Lastly, T5 encompasses primarily peripheral-market nations. In these areas, data might be partially or entirely offline, not centralized and with limited access. Countries within the T5 bracket, like Rwanda, provide online platforms; however, issues such as link decay and source degradation are common, and there can be significant gaps in publicly available data, with whole years missing. 

Similar to other nations in this segment, like Indonesia or the Philippines, the sole method to obtain required information often involves physically queuing to complete a form, or patiently waiting for these jurisdictions to advance to the T3 or T2 levels. Many data vendors in the marketplace offer access to data in T5 jurisdictions, masking the challenges with obtaining this information with low prices and slick user interfaces. Be careful. Many of these vendors are modern-day snake oil salesmen, selling you aged or incorrect data with questionable provenance. 

Local access is required. These challenges and more highlight the need for organizations to develop specialized strategies for dealing with data retrieval in edge markets, including establishing strong local partnerships with law firms or other specialized consultants who maintain a team of runners. Of course, the other option is to avoid conducting business in these jurisdictions.

Understanding data taxonomy and its role in assessing business risk

The availability of public information frequently distinguishes an emerging market from an edge market. This accessibility to public records can be linked with metrics such as the Transparency International Corruption Perceptions Index or the Freedom House Index to assess the risk level involved in conducting financial transactions. Typically, the greater the restrictions on data, the higher the risk that must be addressed before engaging in business within emerging and edge markets. Grasping data taxonomy within a target nation is a critical initial move to circumvent issues like bribery, falsehoods and postponements that accompany investments in these challenging but potentially lucrative areas.

This understanding is particularly pertinent for compliance professionals, who must evaluate and mitigate the risks associated with data accessibility in different jurisdictions. By leveraging data taxonomy, it is possible to more effectively plan due diligence processes, ensuring organizations remain compliant with international and local regulations.

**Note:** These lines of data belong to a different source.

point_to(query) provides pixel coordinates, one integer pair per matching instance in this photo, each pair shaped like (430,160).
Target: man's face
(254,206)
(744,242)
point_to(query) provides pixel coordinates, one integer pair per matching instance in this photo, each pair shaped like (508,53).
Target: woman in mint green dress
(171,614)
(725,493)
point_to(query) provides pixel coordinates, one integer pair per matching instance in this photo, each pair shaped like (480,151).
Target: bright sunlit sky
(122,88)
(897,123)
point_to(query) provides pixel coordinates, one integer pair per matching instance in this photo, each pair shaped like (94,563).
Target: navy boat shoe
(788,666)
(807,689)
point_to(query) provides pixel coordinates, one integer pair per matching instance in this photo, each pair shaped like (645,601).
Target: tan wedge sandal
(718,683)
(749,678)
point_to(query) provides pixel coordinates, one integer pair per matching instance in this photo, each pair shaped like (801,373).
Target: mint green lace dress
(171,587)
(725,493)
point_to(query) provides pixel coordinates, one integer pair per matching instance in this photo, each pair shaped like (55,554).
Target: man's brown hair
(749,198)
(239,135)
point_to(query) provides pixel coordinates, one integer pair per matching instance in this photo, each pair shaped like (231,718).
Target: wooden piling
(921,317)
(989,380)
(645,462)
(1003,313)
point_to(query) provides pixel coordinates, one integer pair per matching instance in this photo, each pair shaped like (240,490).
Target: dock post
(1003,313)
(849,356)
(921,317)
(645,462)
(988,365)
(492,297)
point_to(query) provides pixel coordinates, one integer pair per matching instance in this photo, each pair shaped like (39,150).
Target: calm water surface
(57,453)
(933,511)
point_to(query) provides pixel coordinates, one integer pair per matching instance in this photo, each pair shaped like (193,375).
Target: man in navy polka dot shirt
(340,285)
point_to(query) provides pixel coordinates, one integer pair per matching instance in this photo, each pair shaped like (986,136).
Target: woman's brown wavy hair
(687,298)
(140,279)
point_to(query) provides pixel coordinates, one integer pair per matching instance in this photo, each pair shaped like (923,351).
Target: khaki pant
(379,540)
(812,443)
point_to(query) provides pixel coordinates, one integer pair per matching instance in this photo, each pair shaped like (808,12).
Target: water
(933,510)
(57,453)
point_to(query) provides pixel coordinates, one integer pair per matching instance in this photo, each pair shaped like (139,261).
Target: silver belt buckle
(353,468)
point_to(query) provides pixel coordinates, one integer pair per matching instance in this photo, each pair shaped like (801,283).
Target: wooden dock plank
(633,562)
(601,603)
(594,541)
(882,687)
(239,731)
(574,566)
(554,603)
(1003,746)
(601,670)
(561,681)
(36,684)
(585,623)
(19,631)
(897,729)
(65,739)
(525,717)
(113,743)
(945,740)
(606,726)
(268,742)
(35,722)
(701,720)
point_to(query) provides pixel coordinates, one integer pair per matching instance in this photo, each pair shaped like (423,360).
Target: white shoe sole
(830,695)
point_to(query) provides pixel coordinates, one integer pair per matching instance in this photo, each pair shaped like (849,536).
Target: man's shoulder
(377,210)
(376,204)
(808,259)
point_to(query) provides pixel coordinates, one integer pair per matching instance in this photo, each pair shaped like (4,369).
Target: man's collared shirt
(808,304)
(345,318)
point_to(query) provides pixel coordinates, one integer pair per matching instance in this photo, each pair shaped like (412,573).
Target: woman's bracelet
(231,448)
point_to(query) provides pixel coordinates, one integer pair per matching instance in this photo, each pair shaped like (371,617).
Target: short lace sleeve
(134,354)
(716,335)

Data taxonomy is a practical tool, not just a theoretical framework. It aids in navigating the complex landscape of global compliance, offering a structured approach to understanding and overcoming the challenges of data access across jurisdictions. By applying this taxonomy, organizations can ensure that their due diligence and risk assessment efforts are both thorough and effective, safeguarding themselves against compliance risks and contributing to the ethical conduct of business worldwide.